C'è chi ignora tutto cio' e festeggia il 150° anniversario dell'unità d'italia.. I NOSTRI MORTI MERITANO RISPETTO!
Questa è la storia di Fenestrelle(primo lager europeo), questa è una storia che i nostri colonizzatori hanno voluto cancellare, dimenticare... ma NOI NON DIMENTICHIAMO:
5212 condanne
a morte, 6564 arresti, 54 paesi rasi al suolo, 1 milione di morti.
Queste le cifre della repressione consumata all'indomani dell'Unità
d'Italia dai Savoia.
La prima pulizia etnica della modernità occidentale operata sulle
popolazioni meridionali dettata dalla Legge Pica, promulgata dal governo
Minghetti del 15 agosto 1863 "… per la repressione del brigantaggio nel
Meridione"[1].
Questa legge istituiva, sotto l'egida savoiarda, tribunali di guerra
per il Sud ed i soldati ebbero carta bianca, le fucilazioni, anche di vecchi,
donne e bambini, divennero cosa ordinaria e non straordinaria. Un genocidio la
cui portata è mitigata solo dalla fuga e dall'emigrazione forzata, nell'inesorabile
comandamento di destino: "O briganti, o emigranti".
Lemkin, che ha definito
il primo concetto di genocidio, sosteneva:
"… genocidio non
significa necessariamente la distruzione immediata di una nazione…esso intende
designare un piano coordinato di differenti azioni miranti a distruggere i
fondamenti essenziali della vita dei gruppi nazionali. Obiettivi di un piano
siffatto sarebbero la disintegrazione delle istituzioni politiche e sociali,
della cultura, della lingua, dei sentimenti nazionali, della religione e della
vita economica dei gruppi nazionali e la distruzione della sicurezza personale,
della libertà, della salute, della dignità e persino delle vite degli
individui…non a causa delle loro qualità individuali, ma in quanto membri del
gruppo nazionale".
Deportazioni, l'incubo della reclusione, persecuzione della Chiesa
cattolica, profanazioni dei templi, fucilazioni di massa, stupri, perfino
bambine (figlie di "briganti") costretti ai ferri carcerari.
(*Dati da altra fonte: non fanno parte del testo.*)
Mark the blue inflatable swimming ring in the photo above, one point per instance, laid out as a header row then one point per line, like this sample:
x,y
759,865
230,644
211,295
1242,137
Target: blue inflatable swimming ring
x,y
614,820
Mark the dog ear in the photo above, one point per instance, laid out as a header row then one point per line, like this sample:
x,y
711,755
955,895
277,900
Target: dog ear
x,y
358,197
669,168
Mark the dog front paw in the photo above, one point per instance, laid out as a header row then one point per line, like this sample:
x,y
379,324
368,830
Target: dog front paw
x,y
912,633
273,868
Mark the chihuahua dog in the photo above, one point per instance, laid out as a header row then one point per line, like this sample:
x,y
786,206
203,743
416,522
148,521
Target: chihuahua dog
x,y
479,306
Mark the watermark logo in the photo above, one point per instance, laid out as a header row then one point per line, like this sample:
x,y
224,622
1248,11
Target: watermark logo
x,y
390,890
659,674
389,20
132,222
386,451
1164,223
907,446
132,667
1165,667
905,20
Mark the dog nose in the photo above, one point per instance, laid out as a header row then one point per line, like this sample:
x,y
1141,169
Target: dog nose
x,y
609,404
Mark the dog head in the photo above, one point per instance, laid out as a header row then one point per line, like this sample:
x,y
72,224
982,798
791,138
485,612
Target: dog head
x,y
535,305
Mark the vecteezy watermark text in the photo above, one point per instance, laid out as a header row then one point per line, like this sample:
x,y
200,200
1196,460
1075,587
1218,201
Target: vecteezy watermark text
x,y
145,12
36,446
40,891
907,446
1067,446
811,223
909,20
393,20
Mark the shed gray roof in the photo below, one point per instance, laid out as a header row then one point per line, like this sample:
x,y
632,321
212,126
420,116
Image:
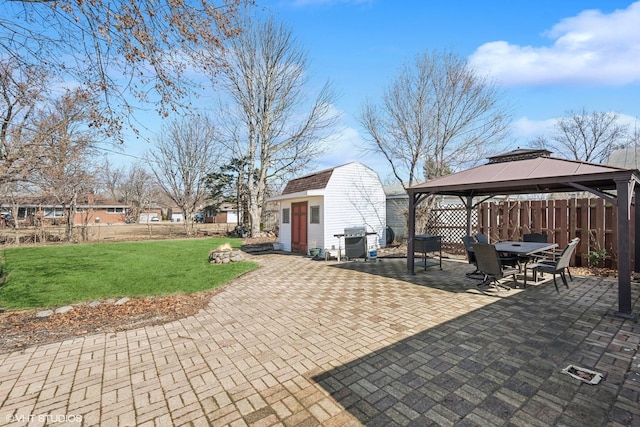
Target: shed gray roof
x,y
314,181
Una pagina non ancora scritta è quella relativa alle carceri in cui
furono rinchiusi i soldati "vinti".
Il governo piemontese dovette affrontare il problema dei
prigionieri, 1700 ufficiali dell'esercito borbonico (su un giornale satirico
dell'epoca era rappresentata la caricatura dell'esercito borbonico: il soldato
con la testa di leone, l'ufficiale con la testa d'asino, il generale senza
testa) e 24.000 soldati, senza contare quelli che ancora resistevano nelle
fortezze di Gaeta, Messina e Civitella del Tronto.
Ma il problema fu risolto con la boria del vincitore, non con la
pietas che sarebbe stata più utile, forse necessaria.
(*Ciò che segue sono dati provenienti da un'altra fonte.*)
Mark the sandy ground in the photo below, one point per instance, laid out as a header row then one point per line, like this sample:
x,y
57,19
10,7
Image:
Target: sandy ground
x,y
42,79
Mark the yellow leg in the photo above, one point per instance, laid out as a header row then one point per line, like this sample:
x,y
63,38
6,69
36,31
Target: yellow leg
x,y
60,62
Un primo tentativo di risolvere il problema ci fu con il decreto del
20 dicembre 1860, anche se le prime deportazioni dei soldati duosiciliani
incominciarono già verso ottobre del 1860, in quanto la resistenza duosiciliana
era iniziata con episodi isolati e non coordinati nell'agosto del 1860, dopo lo
sbarco dei garibaldini e dalla stampa fu presentata come espressione di
criminalità comune.
Il decreto chiamava alle armi gli uomini che sarebbero stati di leva
negli anni dal 1857 al 1860 nell'esercito delle Due Sicilie, ma si rivelò un
fallimento. Si presentarono solo 20.000 uomini sui previsti 72.000; gli altri
si diedero alla macchia e furono chiamati "briganti".
(nel '43, dopo l'8 settembre, accadde quasi la stessa cosa, ma dato
che vinsero (gli anglo-americani) la lotta la chiamarono di "resistenza" , e gli uomini "partigiani". Ndr.)
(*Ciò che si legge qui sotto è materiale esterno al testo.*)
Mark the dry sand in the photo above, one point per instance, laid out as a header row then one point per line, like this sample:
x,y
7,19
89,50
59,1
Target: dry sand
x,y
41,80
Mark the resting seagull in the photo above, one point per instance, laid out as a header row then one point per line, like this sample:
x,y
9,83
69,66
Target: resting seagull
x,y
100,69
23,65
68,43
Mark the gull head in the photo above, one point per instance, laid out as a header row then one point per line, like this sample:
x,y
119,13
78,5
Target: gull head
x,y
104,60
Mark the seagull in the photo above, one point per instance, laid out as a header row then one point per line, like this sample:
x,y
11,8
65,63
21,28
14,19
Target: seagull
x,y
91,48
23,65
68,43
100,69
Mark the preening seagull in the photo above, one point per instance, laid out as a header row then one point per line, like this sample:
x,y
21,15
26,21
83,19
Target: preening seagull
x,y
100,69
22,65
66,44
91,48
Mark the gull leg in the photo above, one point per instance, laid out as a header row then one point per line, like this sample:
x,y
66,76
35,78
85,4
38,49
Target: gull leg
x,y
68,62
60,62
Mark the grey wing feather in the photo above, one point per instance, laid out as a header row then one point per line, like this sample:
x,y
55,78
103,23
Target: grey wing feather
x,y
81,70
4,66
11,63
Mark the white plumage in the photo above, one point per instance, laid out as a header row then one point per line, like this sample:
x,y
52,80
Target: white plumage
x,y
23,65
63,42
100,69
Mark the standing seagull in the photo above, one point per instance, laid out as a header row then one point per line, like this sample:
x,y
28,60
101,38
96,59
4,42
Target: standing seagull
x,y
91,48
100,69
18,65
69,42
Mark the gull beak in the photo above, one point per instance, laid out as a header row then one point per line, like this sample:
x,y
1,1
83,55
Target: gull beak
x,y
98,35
A migliaia questi uomini furono concentrati dei depositi di Napoli o
nelle carceri, poi trasferiti con il decreto del 20 gennaio 1861, che istituì
"Depositi d'uffiziali d'ogni arma
dello sciolto esercito delle Due Sicilie".
La Marmora ordinò ai
procuratori di "non porre in libertà
nessuno dei detenuti senza l'assenso dell'esercito".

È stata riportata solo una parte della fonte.